Copilot commented on code in PR #38698:
URL: https://github.com/apache/superset/pull/38698#discussion_r2955019182
##########
superset/config.py:
##########
@@ -2057,6 +2057,9 @@ def EMAIL_HEADER_MUTATOR( # pylint:
disable=invalid-name,unused-argument # noq
SQL_VALIDATORS_BY_ENGINE = {
"presto": "PrestoDBSQLValidator",
"postgresql": "PostgreSQLValidator",
+ # "sqlite": "SQLiteSQLValidator",
+ # "gsheets": "SQLiteSQLValidator",
Review Comment:
These engine→validator mappings are commented out, so the new SQLite
validator won’t actually be used in SQL Lab by default (and the validate_sql
endpoint will still report “no SQL validator is configured” for
sqlite/gsheets/shillelagh). If the intent is to ship this feature enabled,
these should be active entries; if the intent is opt-in, it would help to
clarify that in the PR description and/or add a brief comment explaining how to
enable it safely (eg requiring the `apache-superset[sqlite]` extra).
##########
tests/unit_tests/sql_validators/sqlite_test.py:
##########
@@ -0,0 +1,270 @@
+# Licensed to the Apache Software Foundation (ASF) under one
+# or more contributor license agreements. See the NOTICE file
+# distributed with this work for additional information
+# regarding copyright ownership. The ASF licenses this file
+# to you under the Apache License, Version 2.0 (the
+# "License"); you may not use this file except in compliance
+# with the License. You may obtain a copy of the License at
+#
+# http://www.apache.org/licenses/LICENSE-2.0
+#
+# Unless required by applicable law or agreed to in writing,
+# software distributed under the License is distributed on an
+# "AS IS" BASIS, WITHOUT WARRANTIES OR CONDITIONS OF ANY
+# KIND, either express or implied.
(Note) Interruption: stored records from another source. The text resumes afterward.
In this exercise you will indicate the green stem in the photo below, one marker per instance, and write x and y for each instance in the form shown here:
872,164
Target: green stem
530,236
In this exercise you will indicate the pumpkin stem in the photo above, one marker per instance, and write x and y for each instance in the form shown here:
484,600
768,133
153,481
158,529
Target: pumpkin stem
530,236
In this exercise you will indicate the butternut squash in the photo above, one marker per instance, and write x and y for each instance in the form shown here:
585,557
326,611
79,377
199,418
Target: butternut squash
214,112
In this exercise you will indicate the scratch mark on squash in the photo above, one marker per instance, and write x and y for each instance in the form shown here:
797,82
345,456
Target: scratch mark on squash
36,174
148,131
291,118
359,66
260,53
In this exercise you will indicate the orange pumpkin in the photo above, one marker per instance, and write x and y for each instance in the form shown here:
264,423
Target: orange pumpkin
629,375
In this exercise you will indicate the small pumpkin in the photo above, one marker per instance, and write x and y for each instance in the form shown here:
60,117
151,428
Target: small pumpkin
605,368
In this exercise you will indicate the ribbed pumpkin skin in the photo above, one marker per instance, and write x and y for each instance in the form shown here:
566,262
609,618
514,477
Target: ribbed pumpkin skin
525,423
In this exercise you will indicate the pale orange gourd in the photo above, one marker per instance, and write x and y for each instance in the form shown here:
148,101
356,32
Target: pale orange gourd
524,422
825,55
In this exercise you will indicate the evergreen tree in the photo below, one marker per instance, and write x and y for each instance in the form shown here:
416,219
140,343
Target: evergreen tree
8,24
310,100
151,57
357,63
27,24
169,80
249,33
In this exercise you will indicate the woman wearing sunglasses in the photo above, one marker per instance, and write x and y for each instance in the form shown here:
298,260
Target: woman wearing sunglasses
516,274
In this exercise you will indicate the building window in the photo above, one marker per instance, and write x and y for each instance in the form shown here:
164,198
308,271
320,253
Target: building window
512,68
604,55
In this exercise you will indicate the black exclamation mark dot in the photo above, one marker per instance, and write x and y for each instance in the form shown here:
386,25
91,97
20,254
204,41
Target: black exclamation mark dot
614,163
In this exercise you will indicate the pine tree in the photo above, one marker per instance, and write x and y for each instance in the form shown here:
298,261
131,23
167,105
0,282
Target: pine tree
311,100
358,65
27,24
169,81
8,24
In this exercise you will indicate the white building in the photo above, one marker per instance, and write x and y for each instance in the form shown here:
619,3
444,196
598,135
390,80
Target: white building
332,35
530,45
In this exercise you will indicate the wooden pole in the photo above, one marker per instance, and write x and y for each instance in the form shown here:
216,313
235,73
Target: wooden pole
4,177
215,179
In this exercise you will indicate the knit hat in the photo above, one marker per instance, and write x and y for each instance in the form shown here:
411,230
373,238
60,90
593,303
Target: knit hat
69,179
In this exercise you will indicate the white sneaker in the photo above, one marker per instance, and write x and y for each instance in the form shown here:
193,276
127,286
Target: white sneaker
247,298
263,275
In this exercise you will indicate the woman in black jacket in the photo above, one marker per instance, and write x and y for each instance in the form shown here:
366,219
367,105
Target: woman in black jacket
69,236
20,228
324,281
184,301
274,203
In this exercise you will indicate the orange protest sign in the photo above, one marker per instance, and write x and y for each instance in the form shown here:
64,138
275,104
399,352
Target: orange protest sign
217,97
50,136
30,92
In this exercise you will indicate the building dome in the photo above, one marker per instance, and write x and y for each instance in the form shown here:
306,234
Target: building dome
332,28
See the License for the
+# specific language governing permissions and limitations
+# under the License.
+
+from __future__ import annotations
+
+from subprocess import CompletedProcess
+from unittest.mock import MagicMock, patch
+
+import pytest
+
+from superset.sql_validators.sqlite import SQLiteSQLValidator
+
+
+def _mock_result(
+ returncode: int,
+ stderr: str = "",
+ stdout: str = "",
+) -> CompletedProcess[str]:
+ return CompletedProcess(
+ args=[],
+ returncode=returncode,
+ stdout=stdout,
+ stderr=stderr,
+ )
+
+
+def test_valid_syntax() -> None:
+ mock_database = MagicMock()
+ sql = "SELECT 1, col FROM my_table"
+
+ with (
+ patch(
+ "superset.sql_validators.sqlite.get_binary_path",
+ return_value="syntaqlite",
+ ),
+ patch(
+ "superset.sql_validators.sqlite.subprocess.run",
+ return_value=_mock_result(returncode=0),
+ ) as run,
+ ):
+ annotations = SQLiteSQLValidator.validate(
+ sql=sql,
+ catalog=None,
+ schema="",
+ database=mock_database,
+ )
+
+ assert annotations == []
+ run.assert_called_once()
+ command = run.call_args.args[0]
+ assert "--input" not in command
+ assert "-e" not in command
+ assert run.call_args.kwargs["input"] == sql
+
+
+def test_invalid_syntax_single_error() -> None:
+ mock_database = MagicMock()
+ stderr = (
+ 'error: near "SELEC": syntax error\n'
+ " --> <input>:1:1\n"
+ " |\n"
+ "1 | SELEC * FROM foo\n"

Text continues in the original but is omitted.